How to report your child’s income on your tax return
The income of your child may not need to be reported separately on your tax return if:
- There are no earned incomes for your child, only interest, dividends, and capital gains.
- As of the end of the year, your child was under the age of 19 (or under the age of 24 if he or she was a full-time student).
- There was less than $11,000 in gross income for your child.
- For the year, your child does not file a joint return.
- The child’s name and Social Security number were not used to apply overpayments from the previous year (or from any amended return) to this year.
- According to backup withholding rules, your child did not pay federal income tax.
- Using the special tax rules for children requires you to use your return.
Make sure your child understands the basics of Social Security and Medicare.
Using IRS Form 8814, you can report your child’s unearned income on your tax return. However, you may have to pay a higher tax rate than if your child filed their own return. It depends on the amount of unearned income your child reports.
Tax Education for Children
Start talking about taxes as soon as your child starts earning their own money.
- Review your first paycheck stub. Discuss gross earnings, income tax deductions, and FICA deductions (Social Security and Medicare).

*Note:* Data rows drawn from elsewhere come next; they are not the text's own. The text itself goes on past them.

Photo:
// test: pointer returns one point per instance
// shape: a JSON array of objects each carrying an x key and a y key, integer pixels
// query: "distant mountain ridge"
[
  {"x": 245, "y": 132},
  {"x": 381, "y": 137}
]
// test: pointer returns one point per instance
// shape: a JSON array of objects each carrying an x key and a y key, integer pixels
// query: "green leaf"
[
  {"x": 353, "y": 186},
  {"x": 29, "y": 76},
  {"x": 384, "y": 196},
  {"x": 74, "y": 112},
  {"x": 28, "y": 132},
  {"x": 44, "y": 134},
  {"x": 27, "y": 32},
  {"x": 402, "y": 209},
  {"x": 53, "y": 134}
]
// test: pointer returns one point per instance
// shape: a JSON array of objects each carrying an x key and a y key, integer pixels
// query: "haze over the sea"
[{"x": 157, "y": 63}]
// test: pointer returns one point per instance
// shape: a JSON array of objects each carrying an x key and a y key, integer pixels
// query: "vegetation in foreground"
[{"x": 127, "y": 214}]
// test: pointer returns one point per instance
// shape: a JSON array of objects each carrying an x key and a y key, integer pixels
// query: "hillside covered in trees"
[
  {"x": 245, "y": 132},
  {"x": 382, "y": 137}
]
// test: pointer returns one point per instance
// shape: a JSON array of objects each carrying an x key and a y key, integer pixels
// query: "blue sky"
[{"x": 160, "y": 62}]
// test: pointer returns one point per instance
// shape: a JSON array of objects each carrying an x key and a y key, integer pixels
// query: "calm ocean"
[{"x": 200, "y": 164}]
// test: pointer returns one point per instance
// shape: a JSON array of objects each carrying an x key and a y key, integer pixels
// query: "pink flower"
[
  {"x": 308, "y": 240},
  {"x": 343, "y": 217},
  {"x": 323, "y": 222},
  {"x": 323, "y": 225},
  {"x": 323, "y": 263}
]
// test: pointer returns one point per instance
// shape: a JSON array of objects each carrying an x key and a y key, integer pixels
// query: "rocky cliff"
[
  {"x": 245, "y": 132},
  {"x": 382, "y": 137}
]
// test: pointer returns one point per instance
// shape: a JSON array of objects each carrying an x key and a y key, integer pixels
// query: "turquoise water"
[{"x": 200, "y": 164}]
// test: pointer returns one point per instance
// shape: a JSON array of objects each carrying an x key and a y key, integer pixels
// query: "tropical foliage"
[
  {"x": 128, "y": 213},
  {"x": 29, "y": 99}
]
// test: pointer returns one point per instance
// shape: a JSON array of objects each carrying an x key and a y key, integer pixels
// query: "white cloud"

- The amount of income taxes withheld may be refunded to your child, depending on their total income, but FICA deductions will not be refunded.
- During this time, you may want to explain what Social Security and Medicare are and how earning credits in these programs can benefit you.
- Discuss the process and the forms your child is likely to need to file if their self-employment income exceeds $400, as well as the importance of keeping receipts for expenses.
- Explain that two pieces of information are required on every income tax form: the taxpayer’s name and his or her tax identification number (TIN). Make sure your child knows not to use nicknames on tax returns so that the IRS can match the data they have on file.
- If they are ready and have all of the necessary documentation, they can file earlier than April 15. The IRS usually begins accepting returns around the end of January each year.
- Your child should be aware that tax records should be kept confidential and not left out in the open for prying eyes to see.
- Whenever possible, get your child to sign their own tax returns and forms. Remind them that if their return isn’t honest, they will be lying under oath.
- It is important to remember to pay attention to taxes, to file on time, and to take the IRS’s obligations seriously.
In 2021, what is the Child Tax Credit?
According to the American Rescue Plan, the Child Tax Credit for 2021 will rise to $3,600 per qualifying dependent. The credit is based on income requirements.
Is it necessary for minors to file taxes?
When your child earns a minimum of $12,950 (increasing to $13,850 in 2023), they must file taxes. If your child has only unearned income, the threshold is $1,150 (increasing to $1,250 in 2023).45 If they have both earned and unearned income, it is $1,150 ($1,250 in 2023) or their earned income plus $400—whichever is greater. In the case that the minor is self-employed, they will owe self-employment tax when they reach $400.
For a child, what is the standard deduction?
Dependents may deduct $1,150 ($1,250 for 2023) or their earned income plus $400.45 for 2022.
You cannot deduct more than the basic standard deduction for your filing status.
Your responsibility as a parent or guardian is to explain and teach your child how to file income tax returns. Begin early, be patient, and take your child through each step carefully. Explain as much as you need to, but don’t feel compelled to address every nook and cranny of tax law. In all honesty, that can be pretty difficult, even for experienced taxpayers. If you have any questions, consult a tax professional.